Goodbye to you all I'm off to celebrate.
 
Hi @Balarka!
 
hi @MatheinBoulomenos
 
Hi @LeakyNun
 
11:04 PM
@MatheinBoulomenos does every uncountable subset of $\Bbb R$ contain a limit point of itself?
 
how would you prove it?
 
$\Bbb R$ is $\sigma$-compact and for metric spaces, compact is equivalent to limit point compact
 
lol @BalarkaSen
 
As a humble member of the pre-trash subset of this site's users, I just wanted to step in and quickly ask, whenever I'm working with bilinear forms, I'm always going to be working with transposes and not inverse matrices when I'm diagonalizing, right?
 
11:07 PM
@JakeS yes
 
Many thanks!
 
@JakeS Since the matrix $Q$ represents the quadratic form $\vec v \mapsto \vec v^\top Q \vec v$
changing a basis is sending $\vec v$ to $B \vec v$ for some invertible $B$
so now we have $\vec v \mapsto \vec v^\top B^\top Q B \vec v$
so the new quadratic form is $B^\top Q B$
which is why we use transpose instead of inverse
(the above is meant to be understood to be correct up to ordering)
 
I understand!

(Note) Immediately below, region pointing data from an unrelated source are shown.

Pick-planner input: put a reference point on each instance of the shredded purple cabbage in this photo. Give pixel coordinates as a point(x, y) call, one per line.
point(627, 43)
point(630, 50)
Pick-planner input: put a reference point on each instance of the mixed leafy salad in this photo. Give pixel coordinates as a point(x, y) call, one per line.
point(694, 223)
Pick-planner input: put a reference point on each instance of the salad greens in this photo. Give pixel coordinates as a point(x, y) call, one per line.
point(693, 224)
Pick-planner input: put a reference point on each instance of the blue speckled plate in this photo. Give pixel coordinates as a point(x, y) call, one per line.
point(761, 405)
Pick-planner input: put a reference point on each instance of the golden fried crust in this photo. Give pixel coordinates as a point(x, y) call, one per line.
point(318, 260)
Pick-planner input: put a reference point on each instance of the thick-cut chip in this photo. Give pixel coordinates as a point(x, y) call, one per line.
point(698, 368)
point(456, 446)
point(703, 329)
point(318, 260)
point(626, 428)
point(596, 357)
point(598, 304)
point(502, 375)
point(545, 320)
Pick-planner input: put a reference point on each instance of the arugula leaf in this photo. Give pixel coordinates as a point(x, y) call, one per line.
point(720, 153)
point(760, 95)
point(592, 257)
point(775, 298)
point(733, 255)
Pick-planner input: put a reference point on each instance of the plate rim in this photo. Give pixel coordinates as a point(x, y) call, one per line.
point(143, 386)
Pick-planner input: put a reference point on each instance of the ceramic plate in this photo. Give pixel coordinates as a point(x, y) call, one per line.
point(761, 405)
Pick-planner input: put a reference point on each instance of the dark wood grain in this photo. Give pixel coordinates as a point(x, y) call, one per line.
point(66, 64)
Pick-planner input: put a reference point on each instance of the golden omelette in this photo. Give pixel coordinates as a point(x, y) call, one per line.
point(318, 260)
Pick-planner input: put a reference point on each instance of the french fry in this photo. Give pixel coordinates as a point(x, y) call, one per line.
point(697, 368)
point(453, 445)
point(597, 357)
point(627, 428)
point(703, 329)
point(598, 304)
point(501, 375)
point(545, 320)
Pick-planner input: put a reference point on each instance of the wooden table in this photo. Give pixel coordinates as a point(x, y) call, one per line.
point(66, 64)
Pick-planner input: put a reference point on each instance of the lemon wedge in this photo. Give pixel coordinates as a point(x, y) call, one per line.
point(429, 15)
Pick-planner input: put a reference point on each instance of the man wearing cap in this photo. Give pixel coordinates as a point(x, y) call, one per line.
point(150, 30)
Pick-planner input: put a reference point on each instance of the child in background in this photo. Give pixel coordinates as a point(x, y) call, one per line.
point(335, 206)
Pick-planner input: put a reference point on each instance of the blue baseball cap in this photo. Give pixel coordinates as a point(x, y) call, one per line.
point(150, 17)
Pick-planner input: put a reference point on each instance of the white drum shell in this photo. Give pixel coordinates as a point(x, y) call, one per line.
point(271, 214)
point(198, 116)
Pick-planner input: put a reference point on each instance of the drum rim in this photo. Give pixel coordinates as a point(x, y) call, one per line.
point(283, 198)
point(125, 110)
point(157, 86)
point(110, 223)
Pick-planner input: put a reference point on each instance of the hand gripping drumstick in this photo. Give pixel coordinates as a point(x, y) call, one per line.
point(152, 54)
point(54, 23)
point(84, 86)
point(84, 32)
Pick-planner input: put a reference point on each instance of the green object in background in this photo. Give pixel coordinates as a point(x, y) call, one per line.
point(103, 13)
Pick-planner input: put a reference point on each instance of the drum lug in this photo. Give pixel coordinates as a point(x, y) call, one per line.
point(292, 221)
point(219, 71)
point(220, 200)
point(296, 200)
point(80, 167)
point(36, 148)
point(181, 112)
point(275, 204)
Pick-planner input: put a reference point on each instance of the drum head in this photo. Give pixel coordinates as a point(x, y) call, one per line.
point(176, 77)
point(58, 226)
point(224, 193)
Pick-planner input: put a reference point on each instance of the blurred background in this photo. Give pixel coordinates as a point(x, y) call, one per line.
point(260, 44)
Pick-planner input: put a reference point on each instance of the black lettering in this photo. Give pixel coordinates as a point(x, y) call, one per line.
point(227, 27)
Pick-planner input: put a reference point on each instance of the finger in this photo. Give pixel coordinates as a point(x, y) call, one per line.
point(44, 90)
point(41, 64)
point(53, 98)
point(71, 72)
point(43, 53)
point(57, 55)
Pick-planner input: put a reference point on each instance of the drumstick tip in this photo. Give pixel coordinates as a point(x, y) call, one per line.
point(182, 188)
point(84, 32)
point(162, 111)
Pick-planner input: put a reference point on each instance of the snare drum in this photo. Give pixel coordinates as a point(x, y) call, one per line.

Thank you.
 
@MatheinBoulomenos could you elaborate?
or you're saying that $[-n,n] \cap S$ must be uncountable for some $n \in \Bbb Z$?
 
basically, yeah
 
11:10 PM
and then use the equivalence between compact and limit point compact here?
 
it's enough that is it infinite
the same argument works in any $\sigma$-compact metric space
 
cool
 
it's enough that $[-n,n]$ is infinite for some $n$, but of course you even get uncountable
 
how does being singular have anything to do with not being integrally closed?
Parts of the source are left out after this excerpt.